Frazzled parents seek last-minute placements at registration centers

Outside the registration center at Brooklyn Tech

Most of the kids who started school today spent last week enjoying the waning days of summer vacation. But those who moved to the city this summer or hoped to transfer from one city school to another spent at least some time at a DOE registration center figuring out where to report for classes today.

The 13 temporary centers, located in schools in every borough, range in size and tone, with some centers struggling to assist a huge volume of families each day since opening Aug. 25 and others with such sparse attendance that DOE officials are able to offer each family in-depth personal attention.

On Friday afternoon, about a dozen families sat scattered throughout the auditorium at the South Bronx Educational Campus, waiting to be called to register or apply for transfers for their children. Norma Nonis, director of borough enrollment for districts 7, 9, and 10, said the registration process was working quickly and painlessly at the site, which opened last year, in part because it serves comparatively few families. Before last year, the 75 families that the South Bronx site registers each day would have had to travel to Manhattan to register their children for school.

At other sites throughout the city, the process was not moving so fast when we visited last week. Families were still trickling out of the center at the Joan of Arc Complex on the Upper West Side at 4 p.m. Friday, an hour after the center shut its doors. And at Brooklyn Tech, several parent-child pairs ran in just as the doors closed at 3 p.m. Because the DOE guaranteed service to any family arriving before closing time, security guards said they thought they’d be at work until 10 p.m. — dozens of families still crowded two large rooms and a hallway in the building’s un-air-conditioned basement.

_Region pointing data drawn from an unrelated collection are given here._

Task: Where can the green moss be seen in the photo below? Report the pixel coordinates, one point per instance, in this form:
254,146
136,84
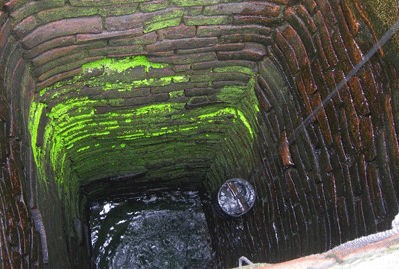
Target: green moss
91,131
120,65
189,3
151,27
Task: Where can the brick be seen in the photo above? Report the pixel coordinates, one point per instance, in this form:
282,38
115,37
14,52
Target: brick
153,5
240,38
189,3
186,43
326,44
4,33
33,7
49,45
326,10
199,91
185,59
88,3
288,52
136,40
162,72
229,47
25,26
120,23
221,30
359,100
296,43
109,35
307,19
259,20
53,54
206,20
322,119
62,28
251,52
246,8
177,32
302,30
368,138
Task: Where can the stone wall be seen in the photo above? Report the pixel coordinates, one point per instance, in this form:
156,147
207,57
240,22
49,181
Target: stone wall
204,61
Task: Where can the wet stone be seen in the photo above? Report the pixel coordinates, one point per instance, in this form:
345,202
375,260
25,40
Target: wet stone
153,230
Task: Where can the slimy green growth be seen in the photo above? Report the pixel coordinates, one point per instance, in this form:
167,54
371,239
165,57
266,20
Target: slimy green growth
105,122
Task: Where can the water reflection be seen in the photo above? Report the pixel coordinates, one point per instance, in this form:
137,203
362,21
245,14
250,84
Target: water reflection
155,230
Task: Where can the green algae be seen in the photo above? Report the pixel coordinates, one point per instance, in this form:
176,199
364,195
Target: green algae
85,136
120,65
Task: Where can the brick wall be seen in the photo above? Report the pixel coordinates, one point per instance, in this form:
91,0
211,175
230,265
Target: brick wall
335,181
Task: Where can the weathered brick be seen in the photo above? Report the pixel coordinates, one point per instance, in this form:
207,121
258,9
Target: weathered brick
322,119
206,20
189,3
119,23
302,30
62,28
360,101
288,52
199,91
368,138
153,5
239,38
54,54
33,7
259,20
162,72
326,44
221,30
181,31
296,43
63,41
251,52
88,3
4,33
229,47
25,26
245,8
186,43
135,40
185,58
109,35
66,75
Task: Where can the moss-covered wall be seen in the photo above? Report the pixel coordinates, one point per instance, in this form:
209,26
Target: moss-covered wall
166,90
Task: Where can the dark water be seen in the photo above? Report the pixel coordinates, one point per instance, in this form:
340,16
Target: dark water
154,230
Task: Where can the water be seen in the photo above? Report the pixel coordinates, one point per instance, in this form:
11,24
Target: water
154,230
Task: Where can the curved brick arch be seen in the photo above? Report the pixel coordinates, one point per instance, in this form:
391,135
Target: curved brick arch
341,170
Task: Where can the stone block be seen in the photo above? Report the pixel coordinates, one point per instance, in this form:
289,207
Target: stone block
54,54
136,40
189,3
206,20
119,23
153,26
161,72
63,41
185,58
108,35
25,26
187,43
177,32
199,91
251,52
153,5
90,3
266,9
33,7
62,28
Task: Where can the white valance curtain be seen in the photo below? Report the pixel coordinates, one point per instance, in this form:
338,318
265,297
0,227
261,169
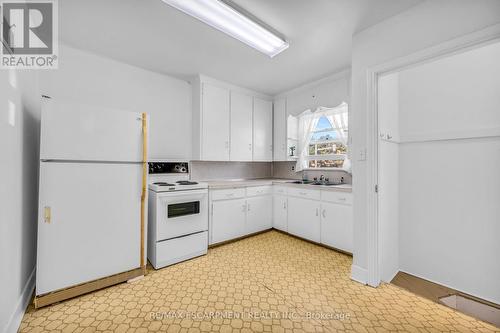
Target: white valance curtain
308,120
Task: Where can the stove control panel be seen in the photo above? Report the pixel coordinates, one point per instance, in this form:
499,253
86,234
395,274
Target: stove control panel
168,167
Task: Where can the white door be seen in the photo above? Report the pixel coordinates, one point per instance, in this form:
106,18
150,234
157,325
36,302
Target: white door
303,218
94,225
215,123
279,133
228,219
280,212
259,213
262,130
241,127
72,131
336,226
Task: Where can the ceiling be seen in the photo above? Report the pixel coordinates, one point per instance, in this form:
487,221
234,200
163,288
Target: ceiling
157,37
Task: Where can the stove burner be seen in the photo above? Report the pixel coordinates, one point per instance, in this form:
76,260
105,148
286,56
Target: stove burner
163,184
186,182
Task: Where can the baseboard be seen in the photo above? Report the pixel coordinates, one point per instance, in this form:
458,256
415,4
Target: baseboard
17,316
359,274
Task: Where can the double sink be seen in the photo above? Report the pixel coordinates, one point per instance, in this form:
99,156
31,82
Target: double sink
315,182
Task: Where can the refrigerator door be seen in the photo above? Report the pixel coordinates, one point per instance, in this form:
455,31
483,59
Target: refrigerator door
89,222
78,132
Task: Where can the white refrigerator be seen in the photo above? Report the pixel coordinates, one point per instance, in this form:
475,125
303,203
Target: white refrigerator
91,215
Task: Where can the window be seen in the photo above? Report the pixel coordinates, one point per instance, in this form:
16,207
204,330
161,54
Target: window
328,143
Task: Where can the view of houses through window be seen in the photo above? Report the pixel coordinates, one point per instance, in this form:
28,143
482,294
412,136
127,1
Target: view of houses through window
328,144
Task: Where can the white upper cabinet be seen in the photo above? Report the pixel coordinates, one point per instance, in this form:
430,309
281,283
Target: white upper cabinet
230,123
279,142
214,140
262,130
241,127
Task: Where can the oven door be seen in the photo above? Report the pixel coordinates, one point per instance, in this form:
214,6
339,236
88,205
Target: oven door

“There has to be another way because this is just crazy,” said a mother of a high school junior who had been waiting for hours and was still about 40 numbers away from being called.

But another mother disagreed. “There’s not a better way — we’re just lazy,” said the mother of a 10th grader who was hoping to get her into a new high school after the family moved from the Bronx to Brooklyn this summer. “We waited until the last second. We had all summer to do this.”

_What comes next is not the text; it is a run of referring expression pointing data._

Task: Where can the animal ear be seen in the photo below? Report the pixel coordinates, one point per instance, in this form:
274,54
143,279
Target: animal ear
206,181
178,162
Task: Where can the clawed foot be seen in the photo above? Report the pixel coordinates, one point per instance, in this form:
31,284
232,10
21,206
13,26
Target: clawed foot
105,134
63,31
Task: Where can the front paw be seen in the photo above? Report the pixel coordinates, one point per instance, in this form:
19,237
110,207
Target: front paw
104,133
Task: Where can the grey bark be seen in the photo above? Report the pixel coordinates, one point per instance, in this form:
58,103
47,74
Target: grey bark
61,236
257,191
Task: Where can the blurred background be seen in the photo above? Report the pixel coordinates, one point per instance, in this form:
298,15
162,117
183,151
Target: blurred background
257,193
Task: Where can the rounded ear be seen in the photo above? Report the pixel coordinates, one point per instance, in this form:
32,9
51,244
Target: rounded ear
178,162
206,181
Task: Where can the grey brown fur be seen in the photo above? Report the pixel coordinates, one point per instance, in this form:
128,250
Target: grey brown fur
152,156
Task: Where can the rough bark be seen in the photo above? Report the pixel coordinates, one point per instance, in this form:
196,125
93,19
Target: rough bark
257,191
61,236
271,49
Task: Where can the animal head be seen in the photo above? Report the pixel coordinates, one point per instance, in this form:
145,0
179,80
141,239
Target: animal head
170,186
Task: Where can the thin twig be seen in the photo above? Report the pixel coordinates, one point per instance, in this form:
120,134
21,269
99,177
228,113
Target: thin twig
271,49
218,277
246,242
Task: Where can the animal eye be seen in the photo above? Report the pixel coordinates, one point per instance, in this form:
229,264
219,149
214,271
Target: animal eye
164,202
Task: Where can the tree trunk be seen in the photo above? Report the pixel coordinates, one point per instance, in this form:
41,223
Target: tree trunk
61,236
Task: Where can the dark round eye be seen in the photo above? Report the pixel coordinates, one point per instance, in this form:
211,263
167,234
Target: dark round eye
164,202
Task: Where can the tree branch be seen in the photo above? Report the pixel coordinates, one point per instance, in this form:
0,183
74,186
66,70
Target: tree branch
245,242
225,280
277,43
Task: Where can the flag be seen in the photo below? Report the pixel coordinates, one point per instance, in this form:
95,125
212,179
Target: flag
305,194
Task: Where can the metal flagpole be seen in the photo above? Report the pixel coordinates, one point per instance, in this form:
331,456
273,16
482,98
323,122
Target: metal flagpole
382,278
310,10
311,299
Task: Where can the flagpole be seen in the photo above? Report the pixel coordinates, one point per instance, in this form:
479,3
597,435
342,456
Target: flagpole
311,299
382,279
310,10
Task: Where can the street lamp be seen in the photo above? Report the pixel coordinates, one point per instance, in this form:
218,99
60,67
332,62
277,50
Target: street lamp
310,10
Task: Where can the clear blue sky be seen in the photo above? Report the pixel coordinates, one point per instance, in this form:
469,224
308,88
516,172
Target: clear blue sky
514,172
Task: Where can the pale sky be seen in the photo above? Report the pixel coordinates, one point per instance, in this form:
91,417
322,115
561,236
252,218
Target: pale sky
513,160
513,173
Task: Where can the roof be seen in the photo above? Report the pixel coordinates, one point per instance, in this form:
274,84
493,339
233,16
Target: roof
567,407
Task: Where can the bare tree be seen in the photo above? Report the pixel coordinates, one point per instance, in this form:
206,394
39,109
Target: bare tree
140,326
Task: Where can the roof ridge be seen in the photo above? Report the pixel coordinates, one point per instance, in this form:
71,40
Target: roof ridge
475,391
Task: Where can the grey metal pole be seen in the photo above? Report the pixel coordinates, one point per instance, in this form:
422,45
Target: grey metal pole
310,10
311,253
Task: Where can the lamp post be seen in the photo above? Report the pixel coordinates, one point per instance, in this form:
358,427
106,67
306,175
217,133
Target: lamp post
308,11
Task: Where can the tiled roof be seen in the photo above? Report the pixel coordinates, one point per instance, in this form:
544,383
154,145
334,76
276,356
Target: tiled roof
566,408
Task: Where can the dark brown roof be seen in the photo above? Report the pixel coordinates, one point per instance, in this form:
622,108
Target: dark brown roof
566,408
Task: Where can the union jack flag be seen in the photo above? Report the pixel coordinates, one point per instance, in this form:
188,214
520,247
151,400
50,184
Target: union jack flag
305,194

Even working on the school placement plan all summer didn’t protect parents from spending Friday at a registration center, however. After moving to the city from Bermuda this summer, Holly Alban-Tucker researched middle schools for her son, 8th grader Kyle. When Kyle was placed at a school she considered unacceptable, she learned that a school she liked more had spaces available. The principal told her not to enroll Kyle anywhere else until he called her back. But now it was the end of the last day before school started, and she had not heard from him. She left the registration center unsure how to proceed.

And some registration center visitors said their concerns had not been met even after meeting with registration center staffers. After leaving the Brooklyn Tech center, 19-year-old Steve was tearing up after a frustrating day trying to enroll in high school after more than a year out of the city’s schools. “Everywhere I go, they keep telling me to go somewhere else,” he said. Just hours before the end of the last business day before the new school year, he still didn’t have a high school.

Most students visiting the registration center do leave with a placement, although sometimes families aren’t thrilled about the schools they’re offered. One father on Friday said finding out that his son would have to attend a mediocre high school far from his home “raised my blood pressure.” Unless a student has health or safety needs, the DOE generally grants transfers only if a commute is longer than 90 minutes.

In the South Bronx, many parents on Friday were seeking middle schools closer to home or otherwise had experienced trouble with the middle school choice process. In some cases, parents said they had listed the assigned school on the application but that it was not appropriate for their child; Ana Marcelino said her niece needed bilingual classes, but her mother misunderstood the application process and had listed a school without a bilingual program. In other cases, parents said their child had been assigned to a school they did not list as a choice. And at least one parent complained to registration center staff that her daughter’s teacher had filled in parts of the application without consulting the family.

While she emphasized that individual stories are difficult to verify, Nonis acknowledged the need to make sure parents understand the application process. “Elementary schools should take time out to really talk to parents, to explain the schools that they’re choosing a little bit better,” she said. If a child is assigned to a school that he or she applied to, the DOE will rarely grant a transfer.

The city provides online information, printed information in several languages, and workshops to help parents and students in the application process, Nonis noted.

This morning, about 15 parents and children stood in line outside Brooklyn Tech so they could get into the registration center the moment it opened at 8 a.m. One mother said she hoped to have her daughter at school by mid-morning, only a few hours into the new school year.